A group of local titles are coming together to tell the stories of the 21 teenagers murdered in London during 2023.

Regional publisher Newsquest is launching a campaign called “The 21″ which will run across 20 of its print titles and websites in the capital throughout February.

The campaign aims to “humanise” the victims, some of whom had become involved in gang violence.

It will launch online today, but has already appeared in the weekly titles wtih Wednesday publication dates, including the Barking & Dagenham Post, Enfield Independent, News Shopper and Newham Recorder, pictured below.Newhamfront

Simon Murfitt, senior editor Newsquest London said: “The aim of the campaign is to tell the stories of each victim in an effort to humanise them and show that even if they had become involved in a gang, they were still young people with their whole lives ahead of them who had just make a bad choice.

“The campaign will also show that this issue can affect anyone at any time – for example in the murders of Elianne Andam and Harry Pitman.

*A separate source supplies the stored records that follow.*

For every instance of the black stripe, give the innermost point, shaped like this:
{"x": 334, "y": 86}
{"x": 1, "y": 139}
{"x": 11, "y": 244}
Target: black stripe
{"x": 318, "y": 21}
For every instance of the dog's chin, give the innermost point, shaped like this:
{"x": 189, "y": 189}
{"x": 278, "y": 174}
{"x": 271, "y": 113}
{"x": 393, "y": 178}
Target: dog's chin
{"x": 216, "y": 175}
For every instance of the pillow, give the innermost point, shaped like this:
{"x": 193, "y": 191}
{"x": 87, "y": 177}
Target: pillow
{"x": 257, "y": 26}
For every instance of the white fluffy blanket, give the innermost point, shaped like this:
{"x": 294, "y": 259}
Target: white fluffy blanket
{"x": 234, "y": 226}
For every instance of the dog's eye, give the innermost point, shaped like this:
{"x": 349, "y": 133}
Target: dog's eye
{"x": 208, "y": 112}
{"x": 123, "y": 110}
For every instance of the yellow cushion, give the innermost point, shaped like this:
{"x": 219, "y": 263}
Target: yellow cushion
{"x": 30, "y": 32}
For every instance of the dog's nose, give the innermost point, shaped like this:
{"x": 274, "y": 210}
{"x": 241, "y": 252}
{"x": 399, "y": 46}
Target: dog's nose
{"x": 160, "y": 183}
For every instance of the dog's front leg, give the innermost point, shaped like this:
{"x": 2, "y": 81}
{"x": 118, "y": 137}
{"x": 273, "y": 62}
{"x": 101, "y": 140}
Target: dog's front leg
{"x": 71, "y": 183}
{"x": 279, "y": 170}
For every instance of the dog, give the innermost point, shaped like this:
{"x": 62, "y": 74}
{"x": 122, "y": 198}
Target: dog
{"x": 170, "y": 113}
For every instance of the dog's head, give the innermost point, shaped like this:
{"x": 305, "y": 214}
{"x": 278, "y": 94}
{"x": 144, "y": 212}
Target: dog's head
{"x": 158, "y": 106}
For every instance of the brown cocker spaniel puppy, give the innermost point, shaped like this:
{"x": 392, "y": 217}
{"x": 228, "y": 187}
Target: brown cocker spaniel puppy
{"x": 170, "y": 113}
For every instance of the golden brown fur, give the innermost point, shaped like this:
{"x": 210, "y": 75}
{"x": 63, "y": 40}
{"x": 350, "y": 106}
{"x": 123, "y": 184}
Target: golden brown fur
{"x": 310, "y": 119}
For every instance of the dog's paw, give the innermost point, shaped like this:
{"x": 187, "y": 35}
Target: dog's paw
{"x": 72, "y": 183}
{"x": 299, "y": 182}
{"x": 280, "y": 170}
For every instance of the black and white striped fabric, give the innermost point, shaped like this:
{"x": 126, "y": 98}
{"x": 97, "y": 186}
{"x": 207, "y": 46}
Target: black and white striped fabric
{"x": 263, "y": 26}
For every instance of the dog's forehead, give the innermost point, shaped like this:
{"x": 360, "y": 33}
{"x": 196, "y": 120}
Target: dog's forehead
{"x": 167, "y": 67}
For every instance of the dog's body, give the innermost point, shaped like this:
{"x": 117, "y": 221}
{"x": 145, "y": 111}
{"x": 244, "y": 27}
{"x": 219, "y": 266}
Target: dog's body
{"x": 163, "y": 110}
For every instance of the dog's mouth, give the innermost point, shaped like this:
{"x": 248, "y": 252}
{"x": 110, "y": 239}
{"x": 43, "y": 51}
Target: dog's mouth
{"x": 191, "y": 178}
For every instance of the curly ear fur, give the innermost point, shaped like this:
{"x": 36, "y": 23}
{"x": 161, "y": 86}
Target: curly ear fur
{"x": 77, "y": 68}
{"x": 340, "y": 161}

“We have also spoken to teachers, politicians, charities and the families of victims in a bid to get answers on how we can prevent kids getting involved in gangs and carrying weapons.”

A story outlining the reasons for the campaign went live online today.

It reads: “As journalists in London we report on violent incidents on an almost daily basis.

“At times it feels like violence is so commonplace that you can start to become desensitised to it. But the cases that will never fail to stop you in your tracks are the ones that involve children and teenagers.

“Looking through the pictures of the victims really brings home just how young they were. As well as a senseless waste of a young life full of potential, each killing has a devastating impact on countless family members and friends, as well as the wider community who may no longer feel safe where they live.

“We simply cannot allow this to become the norm, when the news of the murder of a teenager is met by a shrug and the response that the victim is probably ‘just another drug dealer’.

“While some of the teenage victims last year may have made bad decisions, for which they paid the ultimate price, that does not mean we shouldn’t do everything we can stop this from happening again. One wrong turn should not cost a teenager their life.

“And the high-profile cases of Elianne Andam, who was stabbed to death on her way to school in Croydon, and Harry Pitman, who went to watch the New Year’s Eve fireworks with friends and never returned, show that this problem could affect any one of us at any time.

“This is why 20 local newspapers across London under the Newsquest parent company have joined forces to launch our campaign The 21.

“We want to show how each victim was a young person with a family and their whole life ahead of them. We have also spoken to MPs, teachers and knife crime charities in the hope of finding out how we can stop young people becoming involved in gangs and carrying weapons on the streets of London.”